Seorang sufi bercerita : Saya pernah masuk ke urmah Sahal bin AbduLlah pada hari jum’at sebelum salat dilaksanakan. Saya lihat di rumahnya ada seekor ular yang menmbuat saya mengedepankan seseorang dan mengakhirkan yang lain.

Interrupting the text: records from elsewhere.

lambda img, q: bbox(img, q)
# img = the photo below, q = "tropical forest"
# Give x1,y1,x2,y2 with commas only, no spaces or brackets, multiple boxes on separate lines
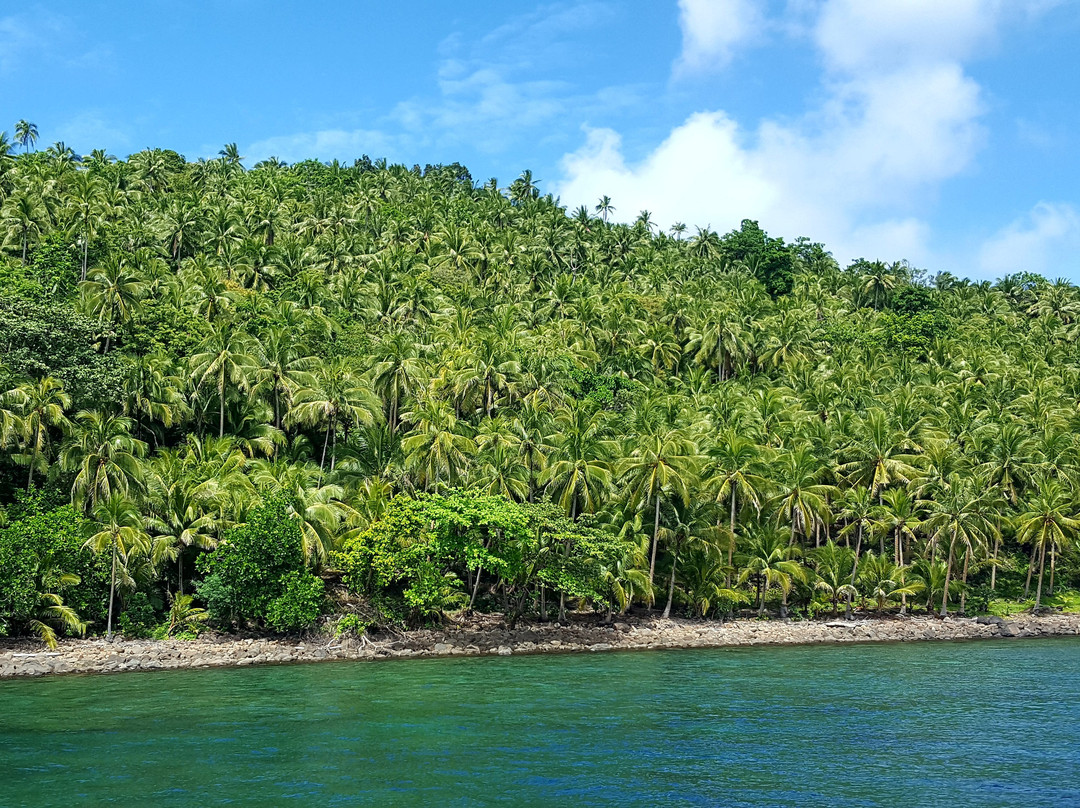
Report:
0,121,1080,645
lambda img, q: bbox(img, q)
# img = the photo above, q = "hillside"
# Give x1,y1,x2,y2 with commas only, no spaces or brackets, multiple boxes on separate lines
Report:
0,145,1080,638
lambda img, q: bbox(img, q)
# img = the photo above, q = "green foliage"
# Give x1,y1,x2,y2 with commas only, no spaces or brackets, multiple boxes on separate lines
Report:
721,219,795,298
266,569,326,631
0,297,123,409
0,493,108,633
198,496,322,630
332,491,629,622
119,592,158,639
568,368,640,412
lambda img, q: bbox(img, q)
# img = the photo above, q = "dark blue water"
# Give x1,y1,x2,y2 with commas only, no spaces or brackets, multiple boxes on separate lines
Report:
0,639,1080,808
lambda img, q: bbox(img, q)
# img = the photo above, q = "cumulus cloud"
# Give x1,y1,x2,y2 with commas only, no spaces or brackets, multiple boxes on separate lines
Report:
675,0,765,75
978,202,1080,278
557,0,1058,271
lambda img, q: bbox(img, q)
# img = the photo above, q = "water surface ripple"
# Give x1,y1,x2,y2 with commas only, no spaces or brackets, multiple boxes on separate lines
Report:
0,638,1080,808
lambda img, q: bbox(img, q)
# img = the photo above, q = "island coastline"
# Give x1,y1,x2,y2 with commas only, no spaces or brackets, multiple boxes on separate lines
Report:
0,614,1080,678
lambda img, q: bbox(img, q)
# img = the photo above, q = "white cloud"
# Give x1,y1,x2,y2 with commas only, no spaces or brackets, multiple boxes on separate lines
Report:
978,202,1080,279
556,0,1030,262
675,0,765,75
54,112,132,154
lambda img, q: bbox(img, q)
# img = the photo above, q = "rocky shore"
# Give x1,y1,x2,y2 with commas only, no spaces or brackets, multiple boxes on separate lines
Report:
0,614,1080,677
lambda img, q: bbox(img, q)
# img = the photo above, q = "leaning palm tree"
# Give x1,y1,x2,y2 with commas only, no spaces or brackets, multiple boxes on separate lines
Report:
1014,477,1080,612
190,321,257,437
738,526,808,617
86,491,150,642
922,474,996,617
12,376,71,490
60,409,146,513
285,358,382,471
618,430,699,591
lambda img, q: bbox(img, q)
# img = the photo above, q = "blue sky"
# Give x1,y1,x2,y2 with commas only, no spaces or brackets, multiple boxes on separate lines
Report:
0,0,1080,280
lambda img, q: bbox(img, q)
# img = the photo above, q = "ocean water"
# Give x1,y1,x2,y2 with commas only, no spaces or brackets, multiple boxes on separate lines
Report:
0,638,1080,808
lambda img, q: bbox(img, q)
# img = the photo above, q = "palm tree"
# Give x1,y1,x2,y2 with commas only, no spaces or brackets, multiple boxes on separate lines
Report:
0,190,49,266
810,539,859,619
596,196,615,224
837,407,918,503
1015,477,1080,612
772,446,835,543
86,491,150,642
540,402,617,520
12,376,71,491
401,400,476,493
703,429,768,583
190,321,256,437
60,409,146,513
80,256,147,345
922,474,995,617
15,119,38,153
286,359,382,471
739,527,807,618
618,430,698,587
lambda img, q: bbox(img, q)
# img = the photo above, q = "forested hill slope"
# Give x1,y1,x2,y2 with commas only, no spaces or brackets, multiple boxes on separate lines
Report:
0,145,1080,635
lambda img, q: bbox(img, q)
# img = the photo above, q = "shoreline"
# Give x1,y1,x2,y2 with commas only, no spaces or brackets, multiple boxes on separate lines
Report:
0,614,1080,679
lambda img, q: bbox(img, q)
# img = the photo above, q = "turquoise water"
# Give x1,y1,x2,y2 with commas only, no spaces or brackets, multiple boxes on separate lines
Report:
0,638,1080,808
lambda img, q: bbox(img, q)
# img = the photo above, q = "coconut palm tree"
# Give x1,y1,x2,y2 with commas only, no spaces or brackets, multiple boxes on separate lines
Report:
86,490,150,642
60,409,147,513
190,320,257,437
738,526,809,617
12,376,71,491
617,430,699,591
1014,477,1080,612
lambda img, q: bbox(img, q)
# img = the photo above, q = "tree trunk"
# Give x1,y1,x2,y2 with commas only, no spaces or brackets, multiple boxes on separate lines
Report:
469,567,484,611
851,520,863,587
990,534,1001,592
105,537,117,643
217,367,225,441
1024,541,1039,601
649,490,660,588
724,485,735,589
959,547,971,617
941,530,956,617
663,542,678,620
319,420,330,470
1035,544,1047,615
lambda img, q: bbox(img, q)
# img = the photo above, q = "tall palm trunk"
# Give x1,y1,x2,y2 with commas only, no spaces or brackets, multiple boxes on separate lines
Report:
558,497,578,623
851,520,863,587
105,537,117,642
960,547,971,617
649,490,660,589
217,365,225,441
1024,541,1039,601
941,528,956,617
990,533,1001,592
663,541,679,620
724,484,735,589
1035,543,1047,615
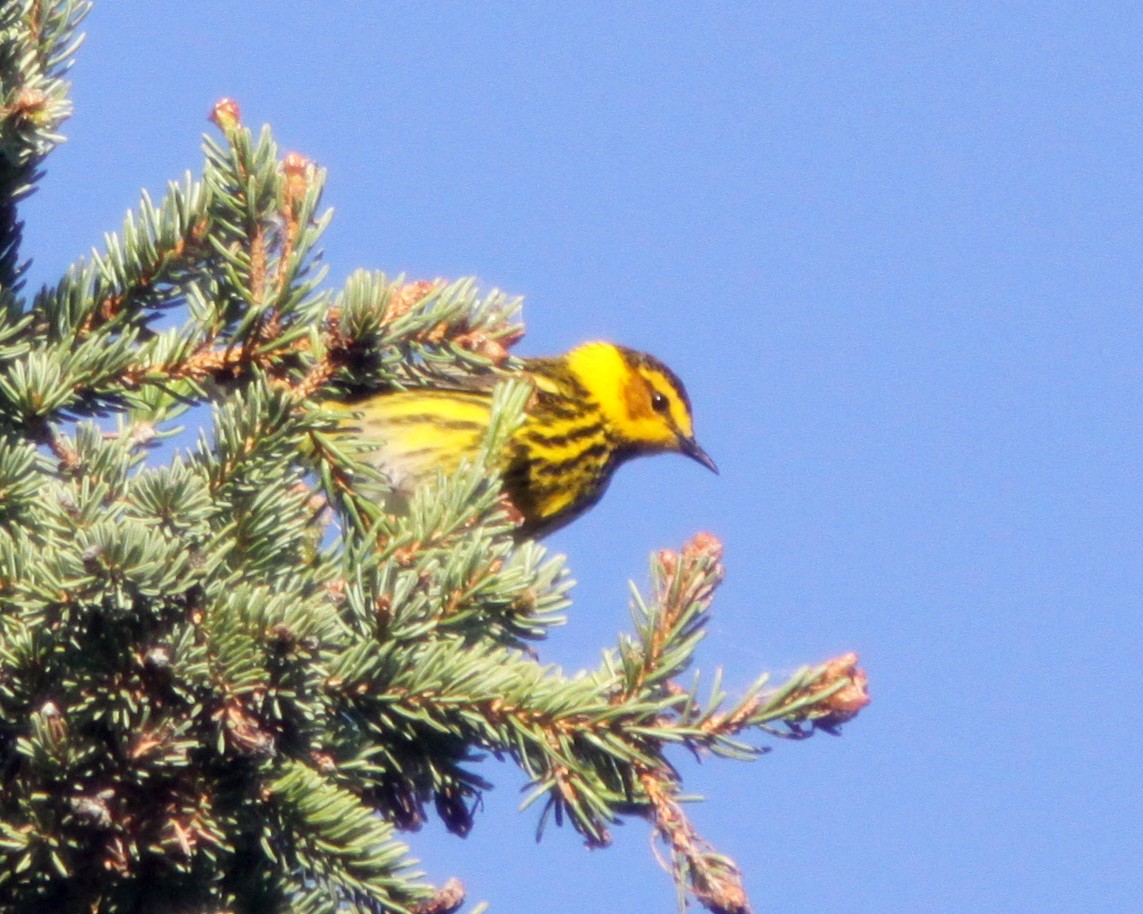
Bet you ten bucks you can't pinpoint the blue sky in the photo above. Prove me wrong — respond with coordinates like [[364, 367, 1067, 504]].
[[24, 0, 1143, 914]]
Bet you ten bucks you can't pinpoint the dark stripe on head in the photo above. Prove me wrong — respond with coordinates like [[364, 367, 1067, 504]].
[[616, 346, 692, 412]]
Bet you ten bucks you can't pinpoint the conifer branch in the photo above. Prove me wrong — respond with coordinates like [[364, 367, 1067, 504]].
[[0, 7, 869, 914]]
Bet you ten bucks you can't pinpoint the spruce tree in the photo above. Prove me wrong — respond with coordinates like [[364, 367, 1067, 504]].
[[0, 0, 868, 914]]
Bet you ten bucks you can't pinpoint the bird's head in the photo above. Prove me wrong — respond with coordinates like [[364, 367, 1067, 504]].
[[567, 343, 718, 473]]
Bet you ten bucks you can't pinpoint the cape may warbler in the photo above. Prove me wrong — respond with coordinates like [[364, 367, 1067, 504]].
[[323, 343, 718, 536]]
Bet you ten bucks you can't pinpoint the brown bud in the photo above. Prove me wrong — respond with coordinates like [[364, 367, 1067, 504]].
[[210, 98, 242, 134]]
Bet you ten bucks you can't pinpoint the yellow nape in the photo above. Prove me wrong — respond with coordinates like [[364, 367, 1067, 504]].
[[566, 342, 694, 451]]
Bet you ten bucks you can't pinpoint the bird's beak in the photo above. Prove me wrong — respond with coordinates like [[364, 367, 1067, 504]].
[[679, 435, 718, 475]]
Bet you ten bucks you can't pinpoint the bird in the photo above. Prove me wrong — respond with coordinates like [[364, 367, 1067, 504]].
[[322, 342, 718, 538]]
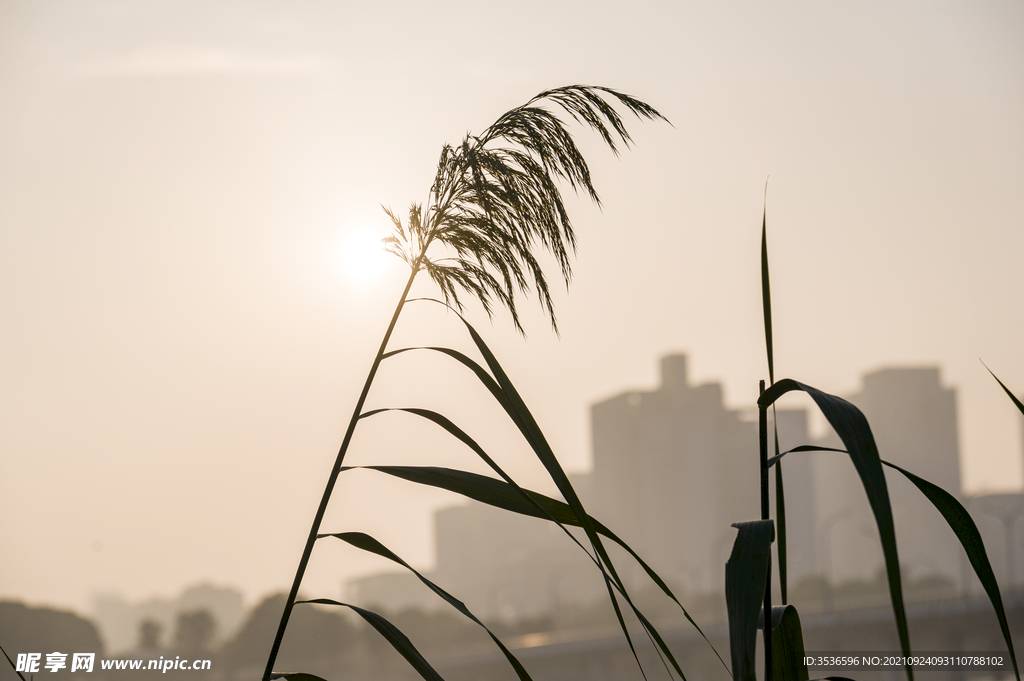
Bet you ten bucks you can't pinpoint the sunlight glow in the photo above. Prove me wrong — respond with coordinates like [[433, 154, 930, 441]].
[[335, 227, 389, 285]]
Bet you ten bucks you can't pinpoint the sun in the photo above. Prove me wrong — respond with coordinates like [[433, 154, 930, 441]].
[[335, 227, 387, 285]]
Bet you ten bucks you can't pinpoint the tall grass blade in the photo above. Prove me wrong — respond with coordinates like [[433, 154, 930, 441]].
[[758, 605, 810, 681], [345, 458, 728, 671], [882, 458, 1021, 681], [317, 533, 532, 681], [775, 456, 790, 605], [761, 201, 775, 384], [725, 520, 775, 681], [761, 199, 788, 605], [758, 379, 913, 681], [295, 598, 444, 681], [981, 361, 1024, 414], [385, 315, 708, 679]]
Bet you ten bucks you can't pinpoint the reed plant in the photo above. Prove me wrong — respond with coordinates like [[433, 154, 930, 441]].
[[256, 85, 1024, 681], [726, 210, 1024, 681], [263, 85, 696, 681]]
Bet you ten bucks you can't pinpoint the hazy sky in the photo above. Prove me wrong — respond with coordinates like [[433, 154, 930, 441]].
[[0, 0, 1024, 608]]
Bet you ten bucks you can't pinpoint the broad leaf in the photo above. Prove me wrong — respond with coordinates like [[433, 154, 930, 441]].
[[316, 533, 530, 681], [725, 520, 775, 681], [345, 466, 725, 666], [882, 461, 1021, 681], [295, 598, 444, 681], [758, 379, 913, 681], [758, 605, 810, 681]]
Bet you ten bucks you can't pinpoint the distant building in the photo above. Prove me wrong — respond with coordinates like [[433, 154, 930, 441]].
[[814, 367, 963, 585], [91, 584, 245, 653], [349, 354, 966, 620]]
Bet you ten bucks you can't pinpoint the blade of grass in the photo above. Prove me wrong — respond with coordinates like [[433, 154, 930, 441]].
[[316, 533, 531, 681], [295, 598, 444, 681], [758, 379, 913, 681], [345, 466, 728, 671], [981, 361, 1024, 414], [882, 461, 1021, 681], [761, 195, 788, 605], [758, 605, 810, 681], [385, 315, 704, 679], [761, 196, 775, 384], [769, 432, 790, 605], [725, 520, 775, 681], [761, 444, 1020, 681]]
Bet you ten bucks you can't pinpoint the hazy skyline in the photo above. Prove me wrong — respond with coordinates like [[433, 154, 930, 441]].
[[0, 0, 1024, 609]]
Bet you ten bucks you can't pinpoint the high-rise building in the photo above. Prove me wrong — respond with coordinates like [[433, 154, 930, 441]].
[[352, 354, 962, 619]]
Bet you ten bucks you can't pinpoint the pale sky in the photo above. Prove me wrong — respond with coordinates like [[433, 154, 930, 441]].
[[0, 0, 1024, 610]]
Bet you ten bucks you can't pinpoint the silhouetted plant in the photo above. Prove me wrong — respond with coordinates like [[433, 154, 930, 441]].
[[263, 85, 696, 681], [726, 210, 1024, 681]]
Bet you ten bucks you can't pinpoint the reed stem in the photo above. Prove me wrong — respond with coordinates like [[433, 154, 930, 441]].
[[263, 261, 426, 681], [758, 380, 772, 681]]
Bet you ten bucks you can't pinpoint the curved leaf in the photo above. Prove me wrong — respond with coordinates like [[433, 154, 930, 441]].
[[758, 605, 810, 681], [725, 520, 775, 681], [761, 445, 1020, 681], [758, 378, 913, 681], [385, 321, 712, 679], [882, 458, 1021, 681], [316, 533, 530, 681], [346, 466, 728, 669], [295, 598, 444, 681]]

Tiba-tiba Sahal berkata,”Masuklah, seseorang tidak takan mencapai hakikat iman sementara di permukaan bumi masih ada yang ditakutkan”.

“Apakah kamu hendak salat Jumn’at ?” Tanya dia kemudian.
Saya lantas berkata bahwa diantara kami dan masjid terdapat jarak sejauh perjalanan kaki sehari semalam. Saya menempuh jarak perjalanan itu dan tidak ada jarak lagi selain tinggal sedikit sehingga saya melihat masjid lalu saya masuk dan salat jum’at di dalamnya. Kemudian saya keluar dari masjid tiba-tiba Sahal berkata, “Orang-orang yang mengucapkan Laa Ilaaha IllaLlah sangat banyak, akan tetapi yang ikhlas sangat sedikit”.

Makhul berkata, “Tidaklah seorang hamba selama 40 hari mampu berbuat ikhlas melainkan sumber-sumber hikmah akan keluar dari hatinya melalui lidahnya”. Yusuf bin Husain berkata, “Paling mulia sesuatu di dunia adalah ikhlas. Betapa berat asaya berjuang menggugurkan riya dari hati saya tetapi seakan-akan riya masih tumbuh dengan warna yang lain”. Abu Sulaiman Ad-daraani berkata, “Jika seorang hamba ikhlas, maka rasa waswas dan riya akan terputus darnya”.